Businesses have made strides to address rifts in security processes, by integrating cybersecurity into business operations and IT infrastructure, however, there is still an enormous volume of work to be done. Bolstering security postures is a complicated and continual task.

An important step towards this complex undertaking is to study the latest stats. Cybersecurity statistics have an empirical value as they can point to gaps, growing threats, and alert to trends. The challenge, however, is to translate the data into practical and agile risk management strategies to be able to better protect ourselves. The alarming cybersecurity statistics for 2021 are a call to take the risk management mission more seriously.

Organizations need to prioritize investing in security solutions that help reduce the risks and plan and test an incident response plan to help ensure the business is resilient to high-risk attacks.

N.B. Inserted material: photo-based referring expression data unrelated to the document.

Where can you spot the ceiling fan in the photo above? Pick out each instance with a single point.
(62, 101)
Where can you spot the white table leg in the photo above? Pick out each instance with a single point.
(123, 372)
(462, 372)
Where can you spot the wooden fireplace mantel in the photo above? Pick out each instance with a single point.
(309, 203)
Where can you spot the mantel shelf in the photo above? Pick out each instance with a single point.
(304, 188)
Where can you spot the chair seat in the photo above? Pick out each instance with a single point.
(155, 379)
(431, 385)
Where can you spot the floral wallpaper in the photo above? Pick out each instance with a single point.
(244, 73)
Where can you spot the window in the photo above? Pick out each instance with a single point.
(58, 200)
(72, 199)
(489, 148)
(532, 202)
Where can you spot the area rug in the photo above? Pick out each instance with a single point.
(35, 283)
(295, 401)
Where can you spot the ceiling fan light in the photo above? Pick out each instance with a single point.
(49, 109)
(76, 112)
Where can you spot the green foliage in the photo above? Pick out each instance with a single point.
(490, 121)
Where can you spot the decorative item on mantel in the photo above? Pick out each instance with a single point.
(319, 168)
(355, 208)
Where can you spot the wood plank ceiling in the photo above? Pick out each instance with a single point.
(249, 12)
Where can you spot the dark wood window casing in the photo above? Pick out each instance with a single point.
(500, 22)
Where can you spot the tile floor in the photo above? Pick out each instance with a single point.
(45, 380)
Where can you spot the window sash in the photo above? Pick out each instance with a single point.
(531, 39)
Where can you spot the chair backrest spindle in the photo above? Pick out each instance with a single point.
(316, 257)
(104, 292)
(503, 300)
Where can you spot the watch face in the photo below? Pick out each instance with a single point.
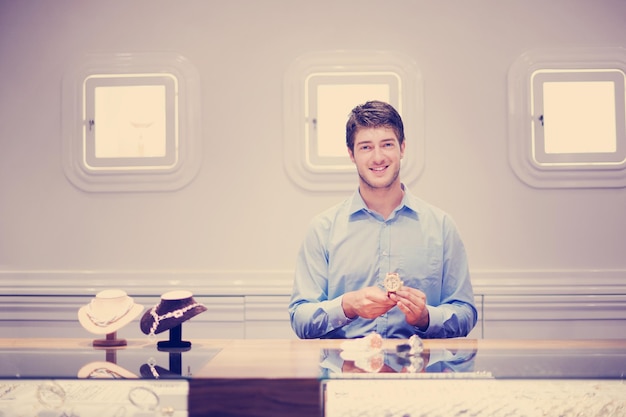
(392, 282)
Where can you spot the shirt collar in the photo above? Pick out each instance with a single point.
(409, 201)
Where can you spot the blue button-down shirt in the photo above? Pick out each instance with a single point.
(350, 247)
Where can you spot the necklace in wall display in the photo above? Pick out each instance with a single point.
(108, 312)
(174, 308)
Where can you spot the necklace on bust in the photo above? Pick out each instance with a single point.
(170, 314)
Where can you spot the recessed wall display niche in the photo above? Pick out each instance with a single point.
(131, 123)
(321, 88)
(567, 118)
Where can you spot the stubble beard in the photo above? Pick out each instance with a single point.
(386, 186)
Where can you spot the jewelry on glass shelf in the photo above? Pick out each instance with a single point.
(144, 398)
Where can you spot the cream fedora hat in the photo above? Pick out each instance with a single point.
(108, 312)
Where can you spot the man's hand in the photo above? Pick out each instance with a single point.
(369, 303)
(412, 303)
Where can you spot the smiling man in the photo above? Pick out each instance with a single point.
(383, 260)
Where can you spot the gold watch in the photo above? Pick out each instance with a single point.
(392, 282)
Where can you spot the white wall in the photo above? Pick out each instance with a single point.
(242, 213)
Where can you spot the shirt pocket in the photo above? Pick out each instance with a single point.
(421, 268)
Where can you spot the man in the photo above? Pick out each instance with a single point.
(382, 229)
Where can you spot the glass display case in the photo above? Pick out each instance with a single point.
(263, 377)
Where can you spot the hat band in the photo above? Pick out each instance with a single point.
(100, 322)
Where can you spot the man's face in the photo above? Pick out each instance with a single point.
(377, 154)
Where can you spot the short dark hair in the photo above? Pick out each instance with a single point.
(373, 114)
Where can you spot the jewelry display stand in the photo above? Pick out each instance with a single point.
(174, 308)
(175, 343)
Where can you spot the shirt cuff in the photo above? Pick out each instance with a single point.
(435, 322)
(336, 317)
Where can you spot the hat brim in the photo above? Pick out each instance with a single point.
(91, 327)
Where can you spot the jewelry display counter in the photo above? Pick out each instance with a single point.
(259, 377)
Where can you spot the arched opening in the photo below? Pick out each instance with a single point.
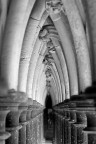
(48, 119)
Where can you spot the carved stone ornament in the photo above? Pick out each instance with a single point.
(54, 6)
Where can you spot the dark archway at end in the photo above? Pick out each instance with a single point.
(48, 119)
(48, 102)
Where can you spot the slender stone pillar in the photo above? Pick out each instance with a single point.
(12, 119)
(3, 134)
(23, 122)
(28, 118)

A good practice is to engage security specialists to use the same techniques as the ‘bad guys’ to see if they can bypass the controls. Businesses need to ensure they have a trusted backup of their key systems and have tested and practiced recovery plan from if those systems were compromised.

Another important, but often overlooked way of safeguarding against cybersecurity assaults is through education and teaching employees to be better aware of safe computing practices. You should conduce “tabletop exercises” to test how your business would respond to a cyber-incident, not just how your IT department would respond. Also, ensure the staff knows how to identify and where to report a potential incident.

Thanks to the current macroeconomic factors, every business these days is a technology business due to the digital transformation. The world will store 200 zettabytes of data by 2025 on private and public IT infrastructures, cloud data centers, on personal computing devices, smartphones and on IoT (Internet-of-Things) devices. This is the reason cybercrime will cost the world $10.5 trillion annually by 2025. We must accept the reality that things will go wrong, but when they do, the impact can be minimized through education, rapid detection, response and recovery.